The one other point about this is, if you are INCAPABLE of leaving your house to go out to do something without drinking, that’s a pretty serious problem and you should REALLY take a look at what’s happening in your life. It seems to me that it comes very close to alcoholism. It is fully possible to go out and enjoy an evening without liquor everyone, it really is. If the only way you know how to have fun is going out and getting trashed, then maybe that’s really all you deserve in terms of an ‘arts community’. Strip clubs, DJs, and dollar beer will be all you get, and if that makes you happy then that’s fine. The trouble is that a lot of the people I hear complain and complain about how nothing ever happens in town, are the same people who can’t be bothered to do anything that isn’t “getting drunk”, so, shut up.
Now, onto the issue that really steams me.
“BUT NOBODY IN TOWN HAS ANY MONEY TO SPEND ON GOING TO SHOWS OR ANYTHING”.
I have to use Port Alberni specifically to make my point in this example, but again, I’m sure there is some version of this happening where you are too. I have heard time and time again, that no one has jobs and no one has money and life is so hard and whatever. Fine. Except, I see evidence to the contrary ALL OVER the place. Port Alberni has at LEAST 6 liquor stores that are thriving, almost twice as many bars that are doing just fine, and recent was able to put enough money together to purchase their local hockey team. Clearly the folks of the Valley aren’t as hard up as I would be led to believe, what is very prevalent is a mixing up of priorities. It’s clear based on what I’ve said what the priority seems to be. Also, I know a pretty large number of people who will blast over to Vancouver whenever Taylor Swift is in town, or the Canucks are playing. Again, this would be fine, if they weren’t the same people who were perpetually heard complaining about how boring their town is.
The fact is, on average there are 3-4 shows PER WEEK in Port Alberni. The arts community is desperately trying to hang on in a town that clearly doesn’t give a shit about it. I know some of you reading probably went “THAT JERK, I CARE”, and I’m sure you do. It’s possible that this isn’t about you.
Look, this might have seemed ranty, and hostile, but the fact is, if you ever wonder why the scene in the Valley or in your small town or even massive city is fading, or struggling, sometimes you have to look in the mirror and see if maybe you’re part of the problem. Take responsibility.

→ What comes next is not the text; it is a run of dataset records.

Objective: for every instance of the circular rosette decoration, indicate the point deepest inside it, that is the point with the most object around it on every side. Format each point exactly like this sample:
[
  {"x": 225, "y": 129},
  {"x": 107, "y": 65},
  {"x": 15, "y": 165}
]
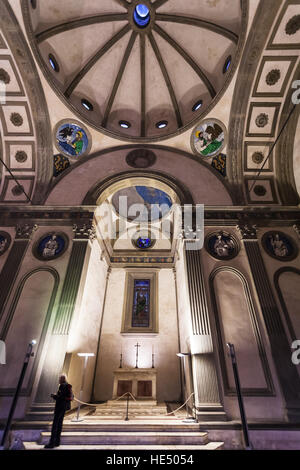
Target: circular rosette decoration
[
  {"x": 221, "y": 245},
  {"x": 143, "y": 240},
  {"x": 5, "y": 240},
  {"x": 209, "y": 138},
  {"x": 72, "y": 139},
  {"x": 279, "y": 245},
  {"x": 50, "y": 246}
]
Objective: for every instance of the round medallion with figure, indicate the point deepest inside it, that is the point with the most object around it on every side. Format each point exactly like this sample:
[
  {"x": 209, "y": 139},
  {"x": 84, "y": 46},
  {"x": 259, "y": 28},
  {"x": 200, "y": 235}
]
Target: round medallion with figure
[
  {"x": 5, "y": 240},
  {"x": 279, "y": 245},
  {"x": 221, "y": 245},
  {"x": 209, "y": 138},
  {"x": 51, "y": 246},
  {"x": 72, "y": 139}
]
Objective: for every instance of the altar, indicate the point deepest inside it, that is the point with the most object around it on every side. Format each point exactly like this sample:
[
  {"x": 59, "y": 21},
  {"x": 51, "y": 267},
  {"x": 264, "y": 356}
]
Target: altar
[{"x": 140, "y": 382}]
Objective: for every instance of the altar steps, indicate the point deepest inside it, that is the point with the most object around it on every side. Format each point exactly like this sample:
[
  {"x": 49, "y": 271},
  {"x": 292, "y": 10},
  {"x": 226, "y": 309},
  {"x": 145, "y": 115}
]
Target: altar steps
[{"x": 131, "y": 436}]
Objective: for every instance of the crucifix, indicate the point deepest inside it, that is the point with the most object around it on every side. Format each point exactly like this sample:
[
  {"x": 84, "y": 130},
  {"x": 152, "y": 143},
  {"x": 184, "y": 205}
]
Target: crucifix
[{"x": 137, "y": 346}]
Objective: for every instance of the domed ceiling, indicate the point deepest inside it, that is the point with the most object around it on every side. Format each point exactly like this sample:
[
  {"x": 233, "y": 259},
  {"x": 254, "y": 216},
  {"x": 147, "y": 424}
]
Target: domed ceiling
[{"x": 137, "y": 70}]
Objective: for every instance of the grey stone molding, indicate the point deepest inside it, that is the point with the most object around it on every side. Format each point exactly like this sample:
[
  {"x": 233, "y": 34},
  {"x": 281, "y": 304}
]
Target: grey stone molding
[
  {"x": 70, "y": 288},
  {"x": 40, "y": 344},
  {"x": 253, "y": 391},
  {"x": 281, "y": 349},
  {"x": 206, "y": 382},
  {"x": 84, "y": 231},
  {"x": 286, "y": 313},
  {"x": 13, "y": 262}
]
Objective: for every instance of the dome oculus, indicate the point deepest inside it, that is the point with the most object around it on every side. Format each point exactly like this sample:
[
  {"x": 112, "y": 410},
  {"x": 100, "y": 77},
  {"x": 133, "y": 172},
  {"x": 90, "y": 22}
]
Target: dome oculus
[
  {"x": 141, "y": 15},
  {"x": 124, "y": 124},
  {"x": 53, "y": 63}
]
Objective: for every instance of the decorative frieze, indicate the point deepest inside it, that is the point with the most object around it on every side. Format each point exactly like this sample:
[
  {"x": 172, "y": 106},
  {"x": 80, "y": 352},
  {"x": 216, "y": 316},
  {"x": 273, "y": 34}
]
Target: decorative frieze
[
  {"x": 25, "y": 231},
  {"x": 84, "y": 231}
]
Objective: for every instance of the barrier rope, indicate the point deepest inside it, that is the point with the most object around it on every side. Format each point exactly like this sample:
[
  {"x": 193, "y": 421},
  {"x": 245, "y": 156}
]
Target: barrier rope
[{"x": 140, "y": 404}]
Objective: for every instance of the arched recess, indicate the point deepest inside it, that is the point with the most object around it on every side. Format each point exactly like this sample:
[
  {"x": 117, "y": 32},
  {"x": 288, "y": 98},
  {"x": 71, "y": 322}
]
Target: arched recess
[
  {"x": 205, "y": 184},
  {"x": 181, "y": 191},
  {"x": 286, "y": 281},
  {"x": 28, "y": 318},
  {"x": 236, "y": 322}
]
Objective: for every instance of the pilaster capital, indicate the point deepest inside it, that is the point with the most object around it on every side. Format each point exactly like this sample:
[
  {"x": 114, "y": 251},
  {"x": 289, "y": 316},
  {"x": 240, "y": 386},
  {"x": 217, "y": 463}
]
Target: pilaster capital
[
  {"x": 296, "y": 227},
  {"x": 84, "y": 231},
  {"x": 25, "y": 231}
]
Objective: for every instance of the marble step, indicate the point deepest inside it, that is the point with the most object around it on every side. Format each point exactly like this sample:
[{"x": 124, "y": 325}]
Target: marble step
[
  {"x": 208, "y": 446},
  {"x": 129, "y": 438},
  {"x": 128, "y": 426},
  {"x": 216, "y": 416}
]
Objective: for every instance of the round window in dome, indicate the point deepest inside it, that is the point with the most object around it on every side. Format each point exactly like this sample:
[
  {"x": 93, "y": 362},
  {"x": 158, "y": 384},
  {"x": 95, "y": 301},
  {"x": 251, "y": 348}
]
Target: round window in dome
[{"x": 141, "y": 15}]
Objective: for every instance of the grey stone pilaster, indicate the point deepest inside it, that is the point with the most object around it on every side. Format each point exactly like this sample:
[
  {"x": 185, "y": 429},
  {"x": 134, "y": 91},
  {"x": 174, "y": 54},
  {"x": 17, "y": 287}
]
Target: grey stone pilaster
[
  {"x": 13, "y": 262},
  {"x": 58, "y": 342},
  {"x": 281, "y": 349},
  {"x": 203, "y": 360}
]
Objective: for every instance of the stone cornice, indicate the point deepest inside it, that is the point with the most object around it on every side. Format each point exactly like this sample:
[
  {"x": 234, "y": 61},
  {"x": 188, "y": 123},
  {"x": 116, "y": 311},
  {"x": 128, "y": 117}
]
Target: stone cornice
[{"x": 225, "y": 215}]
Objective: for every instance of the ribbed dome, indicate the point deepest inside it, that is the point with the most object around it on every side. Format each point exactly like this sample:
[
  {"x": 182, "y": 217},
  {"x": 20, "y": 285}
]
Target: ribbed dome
[{"x": 140, "y": 69}]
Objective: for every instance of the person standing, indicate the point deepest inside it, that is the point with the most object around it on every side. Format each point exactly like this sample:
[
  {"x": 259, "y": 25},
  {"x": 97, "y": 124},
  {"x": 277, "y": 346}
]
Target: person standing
[{"x": 63, "y": 399}]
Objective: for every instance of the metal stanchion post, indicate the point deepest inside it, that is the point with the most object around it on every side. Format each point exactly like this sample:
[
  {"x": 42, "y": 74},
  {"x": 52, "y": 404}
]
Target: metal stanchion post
[
  {"x": 239, "y": 395},
  {"x": 28, "y": 355},
  {"x": 127, "y": 407},
  {"x": 86, "y": 356}
]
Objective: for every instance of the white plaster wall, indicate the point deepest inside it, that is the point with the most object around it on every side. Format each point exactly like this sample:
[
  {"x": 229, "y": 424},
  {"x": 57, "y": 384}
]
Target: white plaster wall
[
  {"x": 164, "y": 344},
  {"x": 31, "y": 294}
]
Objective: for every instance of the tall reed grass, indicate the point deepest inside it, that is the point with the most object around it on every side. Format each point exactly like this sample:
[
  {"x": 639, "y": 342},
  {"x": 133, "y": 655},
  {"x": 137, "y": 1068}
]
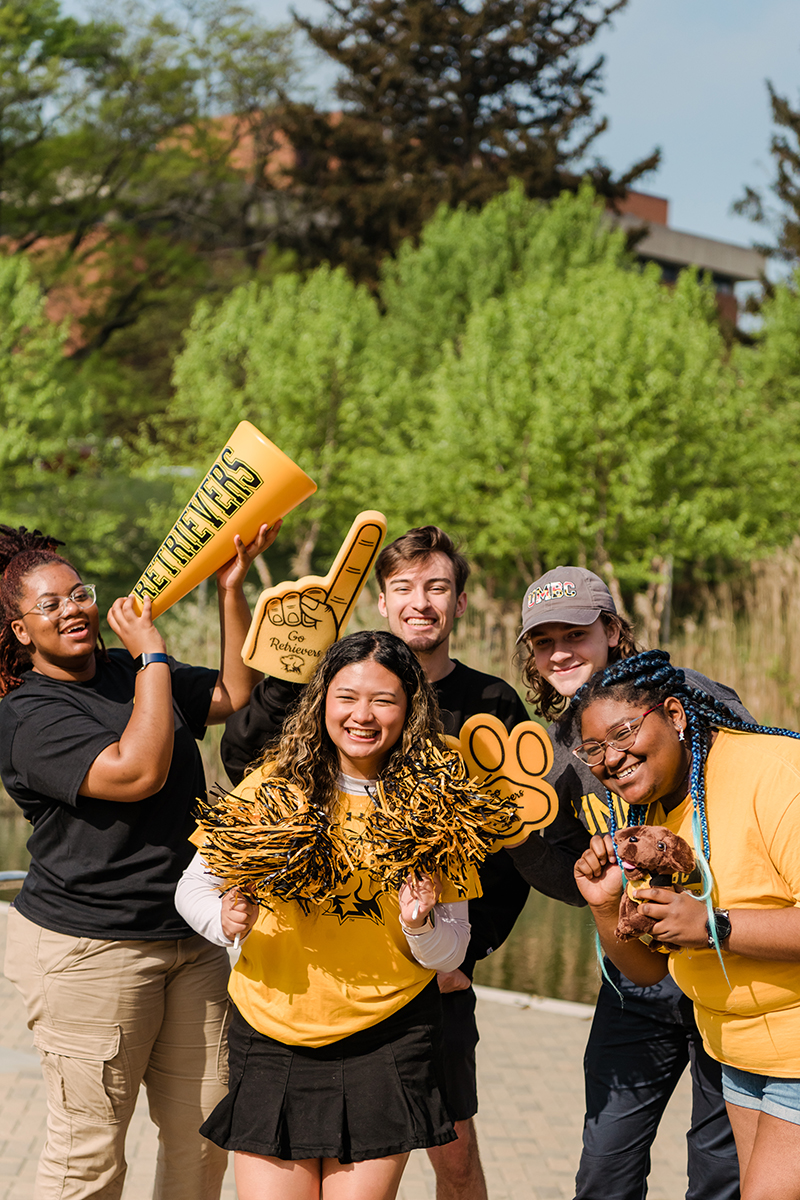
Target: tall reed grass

If there is no audience, there is no show. The arts community doesn’t exist independently, it exists with your support. Without support, it dies. That’s just the way things are. Go and support the local arts community, go to shows, get out of your house. Your PVR works, so just leave the house and maybe don’t go to the bar this weekend. I’m just saying. The strippers will always be there, the music scene might not be.
Think about it before you complain about how boring your town is.